The court also quizzed Cecil Reniche-Smith, an attorney from the Oregon Department of Justice who is representing the states as intervenor-defendants.

"What's the bottom line?" Fogel asked. "At what point do the states think [the sea lions] aren't a problem anymore?"

"It's simply impossible from the models to say, 'This number is the number at which it becomes insignificant,'" Cecil Reniche-Smith replied.

When pressed to explain what needed to happen for the sea lions to no longer pose a threat, Reniche-Smith said, "If every year we were getting greater and greater runs and fewer and fewer sea lions, yes there would come a point," though that point could not come any sooner than five years.

Her time was up, but she insisted on making a final point: "There's been a theme throughout this that all the states want to do is kill sea lions and that is simply not true."
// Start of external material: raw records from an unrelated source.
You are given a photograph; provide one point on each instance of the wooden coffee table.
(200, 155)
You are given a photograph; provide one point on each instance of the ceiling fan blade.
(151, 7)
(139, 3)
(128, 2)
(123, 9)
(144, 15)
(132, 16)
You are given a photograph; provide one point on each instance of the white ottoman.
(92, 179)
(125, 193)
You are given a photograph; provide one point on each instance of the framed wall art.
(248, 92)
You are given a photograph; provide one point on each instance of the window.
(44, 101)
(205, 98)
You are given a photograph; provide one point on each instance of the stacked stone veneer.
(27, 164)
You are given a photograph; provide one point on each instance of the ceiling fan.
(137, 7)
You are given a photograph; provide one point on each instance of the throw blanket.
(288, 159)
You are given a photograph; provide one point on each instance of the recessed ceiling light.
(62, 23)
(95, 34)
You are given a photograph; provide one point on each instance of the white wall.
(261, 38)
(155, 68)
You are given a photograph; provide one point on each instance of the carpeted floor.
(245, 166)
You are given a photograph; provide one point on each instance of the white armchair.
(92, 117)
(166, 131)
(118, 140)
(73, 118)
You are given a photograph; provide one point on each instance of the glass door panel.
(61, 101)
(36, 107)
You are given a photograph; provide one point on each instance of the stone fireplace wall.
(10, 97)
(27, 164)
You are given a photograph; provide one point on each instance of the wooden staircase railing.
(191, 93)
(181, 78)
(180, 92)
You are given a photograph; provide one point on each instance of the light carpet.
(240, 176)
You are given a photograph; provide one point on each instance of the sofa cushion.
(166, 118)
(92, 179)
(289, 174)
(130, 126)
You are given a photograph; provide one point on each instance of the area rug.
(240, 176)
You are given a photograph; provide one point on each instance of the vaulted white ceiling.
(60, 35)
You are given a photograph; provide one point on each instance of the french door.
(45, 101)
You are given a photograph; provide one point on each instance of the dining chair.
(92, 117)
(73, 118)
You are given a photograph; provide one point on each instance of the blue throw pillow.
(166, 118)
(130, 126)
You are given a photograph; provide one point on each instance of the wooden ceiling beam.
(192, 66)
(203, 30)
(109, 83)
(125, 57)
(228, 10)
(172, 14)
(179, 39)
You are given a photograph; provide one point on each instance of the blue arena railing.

She said the states have many obligations to protect the salmon population but have not been able to address mortality caused by sea lions.

The Humane Society's Henry said in rebuttal, "I find it amazing that the states and the federal government found a way to authorize, under some qualitative standard they claim they have, the killing of otherwise federally protected sea lions, but nowhere in counsels' arguments today ... could they identify any point at which that should end."

Judge Richard Paez is on the 9th Circuit panel with Fisher and Fogel.